The value of cytometric DNA analysis as a prognostic tool in neuroendocrine neoplastic diseases

In several traditionally non-endocrine, common, human, neoplastic diseases, it has become well established during the last few years, that cytometric analyses of the DNA distribution pattern of the nuclei of tumour cells can be an excellent supplement to the conventional prognostic tools, (such as clinical staging and histopathologic malignancy assessments). When analogous studies of the value of DNA analysis by means of flow cytometry and/or image cytometry are made in neuroendocrine (NE) neoplastic diseases, the ensuing results often become rather disappointing. Thus, clear-cut aneuploid DNA histograms can be found in the neoplastic cell nuclei of clinically and histopathologically completely benign NE adenomas (and even hyperplastic nodules). In contrast, highly aggressive NE carcinomas not seldom reveal themselves to be composed of tumour cells with nuclei, displaying an euploid, i.e. normal, DNA pattern. Statements of this kind have been based on the results of comprehensive investigations in several laboratories, analysing such NE tumours as insulomas/insular carcinomas, bronchial/gastrointestinal carcinoids, phaeochromocytomas, paragangliomas, neuroblastomas, adenomas of the anterior pituitary gland, parathyroid adenomas, medullary carcinoma of the thyroid and Merkel-cell tumours of the skin. Thus, the prognostic value of the cytometric DNA ploidy pattern of the nuclei of neoplastic parenchymal cells is definitely lower in NE tumours than in most of the traditionally non-endocrine carcinomas and sarcomas.
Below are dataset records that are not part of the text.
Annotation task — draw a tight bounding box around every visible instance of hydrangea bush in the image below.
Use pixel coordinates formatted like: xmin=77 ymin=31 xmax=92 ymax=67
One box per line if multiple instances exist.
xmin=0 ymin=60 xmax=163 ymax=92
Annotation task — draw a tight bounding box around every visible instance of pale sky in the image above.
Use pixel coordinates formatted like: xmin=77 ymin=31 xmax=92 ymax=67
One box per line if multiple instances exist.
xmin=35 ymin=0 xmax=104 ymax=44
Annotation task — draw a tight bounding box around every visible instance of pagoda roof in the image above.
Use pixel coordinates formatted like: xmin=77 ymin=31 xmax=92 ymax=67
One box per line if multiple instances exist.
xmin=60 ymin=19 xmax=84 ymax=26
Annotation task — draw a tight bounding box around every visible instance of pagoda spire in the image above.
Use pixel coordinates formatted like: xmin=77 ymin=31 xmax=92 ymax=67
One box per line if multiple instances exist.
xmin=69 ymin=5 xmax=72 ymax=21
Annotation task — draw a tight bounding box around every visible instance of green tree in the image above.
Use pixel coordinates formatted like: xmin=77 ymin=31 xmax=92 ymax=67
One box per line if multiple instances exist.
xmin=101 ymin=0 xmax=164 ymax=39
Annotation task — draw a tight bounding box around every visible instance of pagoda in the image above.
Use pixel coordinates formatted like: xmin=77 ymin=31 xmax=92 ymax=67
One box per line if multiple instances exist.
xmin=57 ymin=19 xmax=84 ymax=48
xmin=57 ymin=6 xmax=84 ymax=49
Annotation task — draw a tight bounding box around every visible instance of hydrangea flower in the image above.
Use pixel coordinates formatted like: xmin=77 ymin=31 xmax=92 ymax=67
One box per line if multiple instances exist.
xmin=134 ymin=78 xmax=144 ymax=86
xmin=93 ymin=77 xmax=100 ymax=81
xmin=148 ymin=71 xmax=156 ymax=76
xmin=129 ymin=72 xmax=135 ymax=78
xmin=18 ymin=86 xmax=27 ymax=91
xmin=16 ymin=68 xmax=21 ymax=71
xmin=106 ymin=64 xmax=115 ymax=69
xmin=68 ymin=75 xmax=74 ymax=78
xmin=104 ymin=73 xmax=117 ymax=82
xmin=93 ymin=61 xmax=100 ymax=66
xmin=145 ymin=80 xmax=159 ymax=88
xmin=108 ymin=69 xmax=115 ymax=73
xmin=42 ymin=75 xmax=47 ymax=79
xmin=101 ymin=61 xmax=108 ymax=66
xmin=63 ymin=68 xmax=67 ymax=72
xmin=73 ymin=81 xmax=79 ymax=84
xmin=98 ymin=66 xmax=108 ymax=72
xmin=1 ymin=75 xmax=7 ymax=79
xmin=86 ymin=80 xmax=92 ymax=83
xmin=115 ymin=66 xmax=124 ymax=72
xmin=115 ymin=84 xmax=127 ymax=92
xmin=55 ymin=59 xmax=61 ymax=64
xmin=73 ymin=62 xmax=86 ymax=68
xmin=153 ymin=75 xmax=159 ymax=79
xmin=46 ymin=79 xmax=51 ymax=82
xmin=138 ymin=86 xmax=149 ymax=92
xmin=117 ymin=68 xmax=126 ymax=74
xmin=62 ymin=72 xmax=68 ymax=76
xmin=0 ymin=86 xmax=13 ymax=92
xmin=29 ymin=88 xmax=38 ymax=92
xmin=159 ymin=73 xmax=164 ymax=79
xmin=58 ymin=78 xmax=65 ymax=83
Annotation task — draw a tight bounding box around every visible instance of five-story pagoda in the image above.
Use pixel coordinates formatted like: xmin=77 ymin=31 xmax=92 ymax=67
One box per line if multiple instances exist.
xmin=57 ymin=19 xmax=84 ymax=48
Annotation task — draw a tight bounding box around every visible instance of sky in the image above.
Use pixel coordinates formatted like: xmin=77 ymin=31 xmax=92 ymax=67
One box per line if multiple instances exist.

Data from published and unpublished series of these kinds of NE tumours, and those of prostatic and breast carcinomas with NE differentiation, are given. By means of a new, consecutive double staining technique, it was shown that in idiopathic nesidioblastosis, the hyperinsulinism is caused by beta cells with a nuclear DNA ploidy pattern of euploid type. By the same technique, it can be shown that in the pathogenesis of the hypergastrinaemia-induced ECL-cell carcinoids of the stomach, a switch from an euploid to an aneuploid nuclear DNA distribution pattern occurs in the ECL-cells when they pass from a state of hyperplasia to that of a genuine neoplasia. In neuroblastomas, a triploid (i.e. aneuploid) DNA pattern is part of an algorithm capable of predicting a 96% survival rate, whereas a diploid/tetraploid (i.e. euploid) DNA pattern predicts a 0% survival.